L'affaire aurait pu être enterrée. Sauf que Kim Kardashian, grande spécialiste du montage en épingle de faits insignifiants (il faut bien que le show de télé-réalité, Keeping up with the Kardashians, auquel participe la quasi-intégralité de sa famille, ait du croustillant à proposer aux téléspectateurs, entre deux punchlines sur le maquillage et prises de selfie) en a remis une couche, en affirmant dans GQ qu'elle avait la preuve que Taylor Swift était bien au courant qu'elle allait être qualifiée de «pétasse» dans le morceau. Kim Kardashian a ensuite diffusé sur son compte Snapchat des extraits de l'enregistrement de la conversation téléphonique entre Swift et West (dont même le Washington Post publie la transcription), ce à quoi Taylor Swift a répliqué sur Instagram que l'enregistrement ne constituait pas une preuve…

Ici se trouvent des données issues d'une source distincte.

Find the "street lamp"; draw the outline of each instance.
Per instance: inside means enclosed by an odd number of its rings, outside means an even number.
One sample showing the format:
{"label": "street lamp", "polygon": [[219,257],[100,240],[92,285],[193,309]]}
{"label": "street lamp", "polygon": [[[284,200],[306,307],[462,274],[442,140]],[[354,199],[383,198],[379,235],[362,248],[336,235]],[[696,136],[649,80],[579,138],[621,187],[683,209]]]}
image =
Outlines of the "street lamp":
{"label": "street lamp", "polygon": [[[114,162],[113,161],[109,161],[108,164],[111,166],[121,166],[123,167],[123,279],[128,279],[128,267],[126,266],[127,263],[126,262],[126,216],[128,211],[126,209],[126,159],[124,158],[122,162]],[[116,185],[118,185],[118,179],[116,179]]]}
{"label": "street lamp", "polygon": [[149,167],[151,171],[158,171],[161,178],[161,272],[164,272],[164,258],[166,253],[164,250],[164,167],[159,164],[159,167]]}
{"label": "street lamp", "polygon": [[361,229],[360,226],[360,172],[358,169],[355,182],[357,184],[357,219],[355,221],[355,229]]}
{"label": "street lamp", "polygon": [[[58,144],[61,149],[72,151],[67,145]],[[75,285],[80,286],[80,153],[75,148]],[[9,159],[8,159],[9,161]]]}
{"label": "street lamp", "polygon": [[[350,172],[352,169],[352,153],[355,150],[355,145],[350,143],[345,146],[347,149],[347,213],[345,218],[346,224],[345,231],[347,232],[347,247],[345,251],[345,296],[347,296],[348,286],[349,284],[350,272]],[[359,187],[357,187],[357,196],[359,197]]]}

Un coup de fil opportunément enregistré, pour une polémique téléphonée
Sur ces entrefaites, une palanquée de célébrités ont choisi leur camp, façon débarquement des alliés. Selena Gomez a affiché son soutien à Swift, Katy Perry et Khloe Kardashian ont préféré l'axe West/Kardashian. Et elles n'hésitent pas à manier l'insulte, comme contre cette pauvre Chloë Grace Moretz qui estimait que l'affaire n'avait guère d'importance, et qui s'est pris une volée de bois vert (soit, dans le monde merveilleux des Kardashian, un tweet avec une photo embarrassante) de la soeur de Kim, Khloe.
Tout cela serait crédible si Taylor Swift n'était pas la méga-célébrité qu'elle est - à ce titre, on peut suggérer sans trop s'avancer qu'elle a un agent et des avocats suffisamment bien payés pour ne pas la mettre dans des situations gênantes - en sachant par exemple obtenir une injonction contre la diffusion d'un clip qui la représente nue (2). En outre, pourquoi Kim Kardashian aurait enregistré son mari lors d'une simple conversation par téléphone, si ce n'était pas pour savamment faire fuiter la vidéo plus tard ? Cette guéguerre fait donc penser à un coup marketing - filé depuis 2009, quand même. Un peu comme Booba et la Fouine se clashaient par textes interposés et tacles sur les réseaux sociaux, pour vendre une concurrence entre rappeurs excitante pour le public et cohérente avec la dramaturgie traditionnelle du hip-hop - cf. Notorious B.I.G vs. Tupac. Et quoi de plus propice à ce genre de coup que la confrontation entre une Amérique blanche et redneck (Taylor Swift vient de Nashville) et une Amérique racisée et bling bling qu'incarnent les West-Kardashian ? A l'arrivée, il y a fort à parier que les deux camps y trouveront également leur compte.
(1) Pour être précis, la «guerre» a commencé en 2009, mais l'épisode «Famous» dont il est question ici ne date que de cette année.
(2) Une précédente version de l'article indiquait de manière erronée que Taylor Swift avait tourné nue dans le clip. Or, les célébrités représentées dans la vidéo sont... des poupées. Nous présentons nos excuses aux lecteurs pour cette erreur.